One group's mangled logic: How to reform our schools
Citizens for Better Schools, the unsuccessful plaintiff in a case against the newly hired Anniston City Schools superintendent, calls itself an education reform group.
Yeah, right.
The evidence thus far argues that it's a reform-minded group the way Union Gen. William Sherman's soldiers were a Southern architectural redesign outfit.
Last week, a circuit court judge tossed out a lawsuit brought by Citizens for Better Schools against Anniston's school district.
Circuit Court Judge John Thomason had little choice but to rule Anniston City Schools Superintendent Joan Frazier's hiring was legal. The law and the facts were on the board's side.

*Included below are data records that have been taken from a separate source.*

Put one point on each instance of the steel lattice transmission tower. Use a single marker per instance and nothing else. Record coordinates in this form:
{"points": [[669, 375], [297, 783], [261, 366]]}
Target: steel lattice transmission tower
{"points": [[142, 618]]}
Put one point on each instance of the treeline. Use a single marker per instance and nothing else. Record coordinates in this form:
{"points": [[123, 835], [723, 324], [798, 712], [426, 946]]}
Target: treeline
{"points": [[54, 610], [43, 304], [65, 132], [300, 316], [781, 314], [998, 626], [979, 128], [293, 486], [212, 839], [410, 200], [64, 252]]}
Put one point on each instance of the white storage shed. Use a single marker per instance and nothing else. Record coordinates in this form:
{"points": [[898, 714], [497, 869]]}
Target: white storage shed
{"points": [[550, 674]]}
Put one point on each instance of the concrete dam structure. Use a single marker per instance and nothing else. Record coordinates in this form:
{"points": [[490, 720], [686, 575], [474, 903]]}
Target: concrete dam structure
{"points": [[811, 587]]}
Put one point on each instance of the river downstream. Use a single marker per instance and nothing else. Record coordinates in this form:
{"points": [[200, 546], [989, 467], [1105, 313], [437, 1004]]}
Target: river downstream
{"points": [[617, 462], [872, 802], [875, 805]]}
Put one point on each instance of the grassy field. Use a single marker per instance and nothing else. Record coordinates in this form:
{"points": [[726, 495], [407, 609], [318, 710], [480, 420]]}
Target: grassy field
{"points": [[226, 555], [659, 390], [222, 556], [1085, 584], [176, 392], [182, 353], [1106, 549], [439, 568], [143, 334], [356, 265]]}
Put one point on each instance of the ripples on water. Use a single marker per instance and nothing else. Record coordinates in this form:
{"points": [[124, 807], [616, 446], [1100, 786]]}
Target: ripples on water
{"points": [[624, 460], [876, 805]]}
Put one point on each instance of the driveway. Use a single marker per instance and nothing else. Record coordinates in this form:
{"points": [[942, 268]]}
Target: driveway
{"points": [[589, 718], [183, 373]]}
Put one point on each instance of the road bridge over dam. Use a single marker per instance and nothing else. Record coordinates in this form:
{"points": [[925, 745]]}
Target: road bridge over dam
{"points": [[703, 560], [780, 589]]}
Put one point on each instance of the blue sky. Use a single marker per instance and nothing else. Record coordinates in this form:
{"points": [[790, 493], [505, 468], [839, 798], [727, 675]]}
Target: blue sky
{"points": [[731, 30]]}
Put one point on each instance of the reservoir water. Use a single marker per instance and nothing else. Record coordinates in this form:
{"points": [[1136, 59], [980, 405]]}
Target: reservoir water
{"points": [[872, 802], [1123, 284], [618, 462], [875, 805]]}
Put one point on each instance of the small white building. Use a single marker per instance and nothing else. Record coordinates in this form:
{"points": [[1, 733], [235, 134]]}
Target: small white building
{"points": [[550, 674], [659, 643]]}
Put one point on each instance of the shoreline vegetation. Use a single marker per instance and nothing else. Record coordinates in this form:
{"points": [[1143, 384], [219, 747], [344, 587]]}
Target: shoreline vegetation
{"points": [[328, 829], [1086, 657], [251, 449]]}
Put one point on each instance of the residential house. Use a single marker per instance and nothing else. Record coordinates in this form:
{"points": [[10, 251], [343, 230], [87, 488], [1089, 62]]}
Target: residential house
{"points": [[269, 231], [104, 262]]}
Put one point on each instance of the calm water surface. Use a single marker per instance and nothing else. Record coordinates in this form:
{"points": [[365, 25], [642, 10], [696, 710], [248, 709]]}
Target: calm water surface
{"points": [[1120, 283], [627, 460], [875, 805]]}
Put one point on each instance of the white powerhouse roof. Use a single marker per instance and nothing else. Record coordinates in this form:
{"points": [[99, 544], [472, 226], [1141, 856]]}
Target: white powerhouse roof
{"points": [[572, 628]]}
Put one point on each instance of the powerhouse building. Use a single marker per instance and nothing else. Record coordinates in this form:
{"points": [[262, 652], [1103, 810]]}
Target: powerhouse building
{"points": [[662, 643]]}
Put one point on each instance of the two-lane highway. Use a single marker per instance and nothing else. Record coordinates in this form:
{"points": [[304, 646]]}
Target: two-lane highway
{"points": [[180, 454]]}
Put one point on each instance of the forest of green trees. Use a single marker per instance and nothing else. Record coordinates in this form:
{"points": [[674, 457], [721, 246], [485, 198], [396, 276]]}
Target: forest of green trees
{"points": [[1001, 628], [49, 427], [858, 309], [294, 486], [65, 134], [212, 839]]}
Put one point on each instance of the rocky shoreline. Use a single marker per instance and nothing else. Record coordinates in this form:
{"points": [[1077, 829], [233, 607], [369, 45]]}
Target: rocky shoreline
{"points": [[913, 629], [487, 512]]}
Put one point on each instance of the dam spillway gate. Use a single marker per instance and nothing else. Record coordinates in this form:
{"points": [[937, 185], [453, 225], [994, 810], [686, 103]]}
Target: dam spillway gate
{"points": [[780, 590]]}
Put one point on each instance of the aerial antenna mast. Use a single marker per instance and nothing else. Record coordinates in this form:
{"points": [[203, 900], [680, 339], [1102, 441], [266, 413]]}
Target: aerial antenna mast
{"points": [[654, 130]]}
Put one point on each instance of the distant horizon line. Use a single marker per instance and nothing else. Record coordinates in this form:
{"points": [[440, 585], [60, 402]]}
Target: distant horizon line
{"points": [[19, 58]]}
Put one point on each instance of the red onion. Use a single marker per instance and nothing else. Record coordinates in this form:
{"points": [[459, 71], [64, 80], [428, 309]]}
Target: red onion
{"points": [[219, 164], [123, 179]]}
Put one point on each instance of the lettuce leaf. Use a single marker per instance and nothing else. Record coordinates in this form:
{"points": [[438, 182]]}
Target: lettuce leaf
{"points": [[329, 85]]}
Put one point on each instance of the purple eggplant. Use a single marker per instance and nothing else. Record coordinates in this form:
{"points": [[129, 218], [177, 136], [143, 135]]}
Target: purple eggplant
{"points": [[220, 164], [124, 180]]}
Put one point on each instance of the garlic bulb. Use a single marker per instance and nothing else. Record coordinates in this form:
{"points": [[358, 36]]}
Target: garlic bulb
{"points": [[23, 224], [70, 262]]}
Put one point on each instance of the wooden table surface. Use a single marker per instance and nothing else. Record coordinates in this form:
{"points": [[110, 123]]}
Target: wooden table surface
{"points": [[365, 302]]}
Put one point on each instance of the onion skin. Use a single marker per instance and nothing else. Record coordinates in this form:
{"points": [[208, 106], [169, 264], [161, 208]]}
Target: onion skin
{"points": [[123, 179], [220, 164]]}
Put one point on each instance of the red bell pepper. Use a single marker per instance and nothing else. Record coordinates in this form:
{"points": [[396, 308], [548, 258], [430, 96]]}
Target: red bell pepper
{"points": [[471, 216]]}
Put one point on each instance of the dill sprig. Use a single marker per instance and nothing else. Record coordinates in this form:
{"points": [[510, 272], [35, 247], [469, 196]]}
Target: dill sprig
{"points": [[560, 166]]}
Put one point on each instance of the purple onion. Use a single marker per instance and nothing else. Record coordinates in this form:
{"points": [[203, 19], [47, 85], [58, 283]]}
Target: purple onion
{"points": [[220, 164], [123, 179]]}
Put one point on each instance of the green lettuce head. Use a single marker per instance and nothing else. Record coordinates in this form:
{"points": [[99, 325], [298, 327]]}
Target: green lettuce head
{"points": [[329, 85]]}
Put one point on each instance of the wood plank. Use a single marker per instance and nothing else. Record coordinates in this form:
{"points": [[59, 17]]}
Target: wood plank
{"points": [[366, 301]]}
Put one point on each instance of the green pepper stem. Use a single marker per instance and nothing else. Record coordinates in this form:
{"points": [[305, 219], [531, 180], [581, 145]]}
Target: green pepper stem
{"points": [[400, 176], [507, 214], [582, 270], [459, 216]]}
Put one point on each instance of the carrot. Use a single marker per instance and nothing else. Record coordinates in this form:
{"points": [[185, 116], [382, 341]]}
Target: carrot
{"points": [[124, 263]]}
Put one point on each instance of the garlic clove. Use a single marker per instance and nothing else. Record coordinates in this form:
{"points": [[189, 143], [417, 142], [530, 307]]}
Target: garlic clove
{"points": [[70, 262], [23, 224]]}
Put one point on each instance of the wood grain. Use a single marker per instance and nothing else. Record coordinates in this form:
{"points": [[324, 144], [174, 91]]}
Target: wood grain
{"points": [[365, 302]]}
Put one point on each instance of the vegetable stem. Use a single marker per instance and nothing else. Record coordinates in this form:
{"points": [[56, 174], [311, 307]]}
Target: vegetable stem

Last year, Citizens for Better Schools was in a rather awkward position of defending Oxford Middle School students who were punished for slapping and hitting fellow students with a belt.
During the ensuing controversy, Ronald Jackson, executive director for the Citizens for Better Schools, described Oxford City Schools as "racist." When asked for proof, Jackson said his proof was that the school district was still under a federal desegregation order.
When asked if by that standard Anniston City Schools, which is under the same late-1960s consent decree and with an enrollment that's more than 90 percent black, was a "racist" district, Jackson said that it was.
The same sort of mangled logic was on display as the outfit sued Anniston schools on the shakiest of legal premises.
Educational reform is serious business. The region's school districts need all the help they can get. It's best administered by reformers who can balance the steady support for ensuring top-rate schooling and a critical eye that calls attention to a district's deficiencies.
Educational reformers use the courts as a last resort, not a first impulse.
Educational reformers are critical allies. At the right time and in the appropriate measure, they apply pats on the back and kicks to the rear.
Educational reformers don't waste time. They know the clock is ticking on students. Improvements can't wait until low-performing students drop out of school and descend into a life of diminished opportunities.
Until it proves worthy, Citizens for Better Schools needs a new name and a more accurate description.